Mancini has lamented in particular a lack of forwards and used Leeds United winger Willy Gnonto as an example of how young talent is overlooked by Serie A clubs.
However he has also been criticised for some of the selections in his 30-man squad for the Thursday's match in Naples, which includes a first call-up for Argentina-born Tigre striker Mateo Retegui.
Udinese defender Destiny Udogie, who will move to Tottenham next season, Juventus midfielder Nicolo Fagioli and Lazio pair Mattia Zaccagni and Nicolo Casale are the omissions which have most befuddled fans.
Strength in depth
Zaccagni has scored nine times for Lazio this season, including the winner in Sunday's Rome derby, and him missing out while Federico Chiesa was selected -- before succumbing to yet another injury -- has raised eyebrows.
Italy will face both England and North Macedonia in Group C, a reminder of both the highs and lows of Mancini's reign, which began in 2018 with uncharacteristically swashbuckling football before falling into the same pit of despair which led to him being hired in the first place.
Making the Nations League final four while also relegating England from the top tier was a welcome plus but failed to change a general feeling in Italy that the national team is on another downturn.
Mancini and England boss Gareth Southgate will be rivals again on Thursday but both their sides will be favourites to take the two qualifying spots available in the five-team group which also includes Ukraine and Malta.
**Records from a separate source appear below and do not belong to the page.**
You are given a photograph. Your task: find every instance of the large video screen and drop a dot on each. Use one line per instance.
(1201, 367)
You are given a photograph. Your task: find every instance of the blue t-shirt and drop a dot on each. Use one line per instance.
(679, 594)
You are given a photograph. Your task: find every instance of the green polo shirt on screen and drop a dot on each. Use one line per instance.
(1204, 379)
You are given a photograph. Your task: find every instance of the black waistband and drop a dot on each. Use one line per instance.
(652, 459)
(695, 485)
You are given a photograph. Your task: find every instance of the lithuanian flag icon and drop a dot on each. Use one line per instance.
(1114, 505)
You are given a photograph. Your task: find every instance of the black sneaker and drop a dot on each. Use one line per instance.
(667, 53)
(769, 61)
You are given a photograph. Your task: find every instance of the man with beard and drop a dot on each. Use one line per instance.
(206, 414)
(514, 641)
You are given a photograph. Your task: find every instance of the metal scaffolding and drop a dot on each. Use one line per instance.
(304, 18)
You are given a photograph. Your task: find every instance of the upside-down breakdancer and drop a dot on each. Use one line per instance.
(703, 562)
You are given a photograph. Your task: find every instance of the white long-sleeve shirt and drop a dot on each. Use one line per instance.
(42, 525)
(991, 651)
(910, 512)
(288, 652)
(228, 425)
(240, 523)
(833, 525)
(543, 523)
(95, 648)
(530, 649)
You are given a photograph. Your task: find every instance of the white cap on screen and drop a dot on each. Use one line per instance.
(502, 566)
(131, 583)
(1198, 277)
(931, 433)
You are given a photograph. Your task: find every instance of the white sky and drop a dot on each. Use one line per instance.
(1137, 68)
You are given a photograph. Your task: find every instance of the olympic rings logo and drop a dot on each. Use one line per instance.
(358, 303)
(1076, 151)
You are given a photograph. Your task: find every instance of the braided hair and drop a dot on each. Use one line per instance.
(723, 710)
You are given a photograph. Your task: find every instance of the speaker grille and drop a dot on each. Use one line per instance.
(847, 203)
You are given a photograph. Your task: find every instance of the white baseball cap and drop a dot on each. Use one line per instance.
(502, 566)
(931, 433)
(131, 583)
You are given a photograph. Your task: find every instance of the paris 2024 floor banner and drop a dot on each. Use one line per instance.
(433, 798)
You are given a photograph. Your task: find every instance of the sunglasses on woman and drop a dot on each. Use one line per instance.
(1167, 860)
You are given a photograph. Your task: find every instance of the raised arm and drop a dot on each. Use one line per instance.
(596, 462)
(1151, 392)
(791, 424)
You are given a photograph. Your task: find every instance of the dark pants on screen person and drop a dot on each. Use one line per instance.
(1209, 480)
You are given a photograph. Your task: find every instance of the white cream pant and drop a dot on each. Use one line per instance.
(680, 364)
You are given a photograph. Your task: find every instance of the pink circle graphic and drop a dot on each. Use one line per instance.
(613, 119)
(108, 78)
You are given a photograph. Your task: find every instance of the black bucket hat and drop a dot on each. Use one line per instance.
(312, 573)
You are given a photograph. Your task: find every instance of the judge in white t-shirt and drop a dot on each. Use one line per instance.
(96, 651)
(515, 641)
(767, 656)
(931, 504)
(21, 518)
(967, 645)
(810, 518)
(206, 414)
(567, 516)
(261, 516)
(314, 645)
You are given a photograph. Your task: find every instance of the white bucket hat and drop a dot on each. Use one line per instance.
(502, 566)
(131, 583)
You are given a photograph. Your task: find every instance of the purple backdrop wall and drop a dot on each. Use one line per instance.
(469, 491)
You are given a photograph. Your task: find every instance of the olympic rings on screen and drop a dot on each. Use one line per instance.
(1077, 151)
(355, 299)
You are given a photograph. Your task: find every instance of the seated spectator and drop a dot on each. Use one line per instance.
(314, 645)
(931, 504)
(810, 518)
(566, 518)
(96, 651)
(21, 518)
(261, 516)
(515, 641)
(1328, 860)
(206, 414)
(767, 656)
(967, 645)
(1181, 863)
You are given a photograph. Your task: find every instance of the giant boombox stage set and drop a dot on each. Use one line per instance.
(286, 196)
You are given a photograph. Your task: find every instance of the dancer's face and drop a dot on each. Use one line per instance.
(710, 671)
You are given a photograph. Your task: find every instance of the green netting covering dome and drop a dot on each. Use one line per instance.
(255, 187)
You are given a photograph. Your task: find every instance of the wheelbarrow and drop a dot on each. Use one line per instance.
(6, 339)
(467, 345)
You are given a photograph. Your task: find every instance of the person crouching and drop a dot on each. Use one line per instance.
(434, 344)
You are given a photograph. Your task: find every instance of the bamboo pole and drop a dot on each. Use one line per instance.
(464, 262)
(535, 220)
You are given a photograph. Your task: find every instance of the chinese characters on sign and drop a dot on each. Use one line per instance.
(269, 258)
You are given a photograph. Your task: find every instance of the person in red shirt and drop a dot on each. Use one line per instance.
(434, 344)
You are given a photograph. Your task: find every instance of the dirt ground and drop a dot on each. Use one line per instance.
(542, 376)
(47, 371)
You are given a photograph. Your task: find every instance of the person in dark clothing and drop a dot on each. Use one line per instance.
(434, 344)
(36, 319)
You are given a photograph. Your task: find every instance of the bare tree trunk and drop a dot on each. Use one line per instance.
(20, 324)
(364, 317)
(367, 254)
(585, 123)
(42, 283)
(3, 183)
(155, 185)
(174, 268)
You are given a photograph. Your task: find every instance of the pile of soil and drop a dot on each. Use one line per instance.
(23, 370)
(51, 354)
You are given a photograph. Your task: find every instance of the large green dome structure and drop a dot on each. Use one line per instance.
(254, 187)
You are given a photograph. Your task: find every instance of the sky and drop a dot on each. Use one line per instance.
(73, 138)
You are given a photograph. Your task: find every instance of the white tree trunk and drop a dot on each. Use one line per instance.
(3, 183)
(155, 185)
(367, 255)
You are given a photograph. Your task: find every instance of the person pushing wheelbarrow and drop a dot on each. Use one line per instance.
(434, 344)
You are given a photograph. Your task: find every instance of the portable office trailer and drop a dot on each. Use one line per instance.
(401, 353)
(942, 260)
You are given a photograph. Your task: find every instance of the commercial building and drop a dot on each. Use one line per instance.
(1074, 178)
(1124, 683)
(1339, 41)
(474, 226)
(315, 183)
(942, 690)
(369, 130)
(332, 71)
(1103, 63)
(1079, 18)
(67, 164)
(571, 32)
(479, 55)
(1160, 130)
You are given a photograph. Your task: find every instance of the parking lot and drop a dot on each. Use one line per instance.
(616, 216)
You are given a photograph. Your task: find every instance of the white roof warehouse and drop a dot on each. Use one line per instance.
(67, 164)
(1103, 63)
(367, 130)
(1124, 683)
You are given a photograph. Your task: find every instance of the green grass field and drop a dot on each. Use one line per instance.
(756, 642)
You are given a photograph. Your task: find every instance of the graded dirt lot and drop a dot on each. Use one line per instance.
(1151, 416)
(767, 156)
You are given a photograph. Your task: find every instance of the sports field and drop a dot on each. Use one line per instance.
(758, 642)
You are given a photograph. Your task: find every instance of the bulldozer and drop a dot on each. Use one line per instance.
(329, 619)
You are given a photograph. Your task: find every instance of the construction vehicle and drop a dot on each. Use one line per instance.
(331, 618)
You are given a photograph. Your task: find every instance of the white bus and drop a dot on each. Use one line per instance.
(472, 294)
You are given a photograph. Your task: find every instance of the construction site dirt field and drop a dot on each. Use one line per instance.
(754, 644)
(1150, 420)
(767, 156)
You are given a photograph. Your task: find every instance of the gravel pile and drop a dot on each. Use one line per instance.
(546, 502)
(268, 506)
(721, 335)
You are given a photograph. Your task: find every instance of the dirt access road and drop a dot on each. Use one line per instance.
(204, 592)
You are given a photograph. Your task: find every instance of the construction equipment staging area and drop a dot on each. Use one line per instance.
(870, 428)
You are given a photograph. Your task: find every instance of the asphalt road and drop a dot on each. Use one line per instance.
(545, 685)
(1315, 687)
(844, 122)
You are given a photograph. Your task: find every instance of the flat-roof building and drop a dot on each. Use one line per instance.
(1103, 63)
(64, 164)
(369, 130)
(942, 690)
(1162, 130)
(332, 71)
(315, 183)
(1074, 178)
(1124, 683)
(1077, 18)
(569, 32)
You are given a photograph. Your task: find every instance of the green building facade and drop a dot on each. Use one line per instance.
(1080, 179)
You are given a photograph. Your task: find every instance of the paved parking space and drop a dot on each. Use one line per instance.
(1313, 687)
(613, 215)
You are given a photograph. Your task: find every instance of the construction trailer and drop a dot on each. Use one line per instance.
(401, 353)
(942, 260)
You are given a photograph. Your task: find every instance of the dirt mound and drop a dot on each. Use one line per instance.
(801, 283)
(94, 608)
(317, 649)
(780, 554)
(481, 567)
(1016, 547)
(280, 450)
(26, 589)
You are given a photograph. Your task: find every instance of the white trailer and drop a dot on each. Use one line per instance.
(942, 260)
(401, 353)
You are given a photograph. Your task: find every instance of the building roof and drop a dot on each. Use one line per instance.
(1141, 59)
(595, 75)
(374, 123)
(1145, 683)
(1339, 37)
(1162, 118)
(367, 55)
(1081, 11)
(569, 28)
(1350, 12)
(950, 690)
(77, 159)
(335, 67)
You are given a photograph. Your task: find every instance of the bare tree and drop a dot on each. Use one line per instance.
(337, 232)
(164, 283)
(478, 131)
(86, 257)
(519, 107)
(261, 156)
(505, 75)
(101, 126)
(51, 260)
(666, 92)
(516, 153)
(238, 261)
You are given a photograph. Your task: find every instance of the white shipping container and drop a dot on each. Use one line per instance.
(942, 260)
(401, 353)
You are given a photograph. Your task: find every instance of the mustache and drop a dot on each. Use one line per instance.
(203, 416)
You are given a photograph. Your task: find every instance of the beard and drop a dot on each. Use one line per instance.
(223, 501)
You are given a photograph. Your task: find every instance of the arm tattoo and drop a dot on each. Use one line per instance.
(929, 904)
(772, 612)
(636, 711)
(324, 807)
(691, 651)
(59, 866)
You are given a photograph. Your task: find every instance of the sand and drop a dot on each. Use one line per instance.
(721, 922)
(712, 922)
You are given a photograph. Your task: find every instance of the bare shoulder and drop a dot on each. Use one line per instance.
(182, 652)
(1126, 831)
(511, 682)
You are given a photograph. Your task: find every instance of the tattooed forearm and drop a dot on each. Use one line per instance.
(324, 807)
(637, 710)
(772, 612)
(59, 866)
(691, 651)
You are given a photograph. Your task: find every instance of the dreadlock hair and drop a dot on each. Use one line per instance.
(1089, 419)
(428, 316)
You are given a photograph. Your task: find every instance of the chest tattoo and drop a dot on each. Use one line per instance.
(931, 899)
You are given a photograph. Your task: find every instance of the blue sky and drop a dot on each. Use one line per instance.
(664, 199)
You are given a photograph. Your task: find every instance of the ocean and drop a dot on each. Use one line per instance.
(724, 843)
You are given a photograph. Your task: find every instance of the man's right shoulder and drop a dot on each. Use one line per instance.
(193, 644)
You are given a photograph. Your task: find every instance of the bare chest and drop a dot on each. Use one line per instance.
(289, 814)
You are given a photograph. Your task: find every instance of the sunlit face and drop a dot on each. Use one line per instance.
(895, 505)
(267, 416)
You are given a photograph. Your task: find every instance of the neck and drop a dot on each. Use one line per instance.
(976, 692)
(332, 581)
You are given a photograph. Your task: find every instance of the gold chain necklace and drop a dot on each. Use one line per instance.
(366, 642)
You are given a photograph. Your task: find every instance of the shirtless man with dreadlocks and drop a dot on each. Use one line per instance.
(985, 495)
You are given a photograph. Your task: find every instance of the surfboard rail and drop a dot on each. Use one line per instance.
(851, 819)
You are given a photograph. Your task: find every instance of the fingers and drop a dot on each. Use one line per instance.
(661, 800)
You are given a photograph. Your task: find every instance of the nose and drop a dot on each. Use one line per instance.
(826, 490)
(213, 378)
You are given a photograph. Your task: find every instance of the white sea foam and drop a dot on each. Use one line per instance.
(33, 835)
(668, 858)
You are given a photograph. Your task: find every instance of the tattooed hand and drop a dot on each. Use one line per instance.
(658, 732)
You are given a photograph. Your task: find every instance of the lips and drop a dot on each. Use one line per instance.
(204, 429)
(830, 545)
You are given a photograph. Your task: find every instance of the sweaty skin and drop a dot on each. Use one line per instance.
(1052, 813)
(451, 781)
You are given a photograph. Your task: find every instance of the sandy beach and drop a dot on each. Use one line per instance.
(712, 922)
Southgate too has said he is concerned about strength in depth despite a host of talented young players coming through to England's senior squad in recent years, echoing a similar sentiment expressed by Rudi Voeller when he was made the new director of Germany's national side in January.
"You'd love to have that depth, but we are shorter than the other big nations on depth of selection. I'm happy with the quality we have to pick from, but in certain positions we are short of depth," Southgate said last week.
"Those numbers are deteriorating rapidly in the Premier League, it's not a concern for me in the next 18 months but in four of five years time, we have to be really careful on that."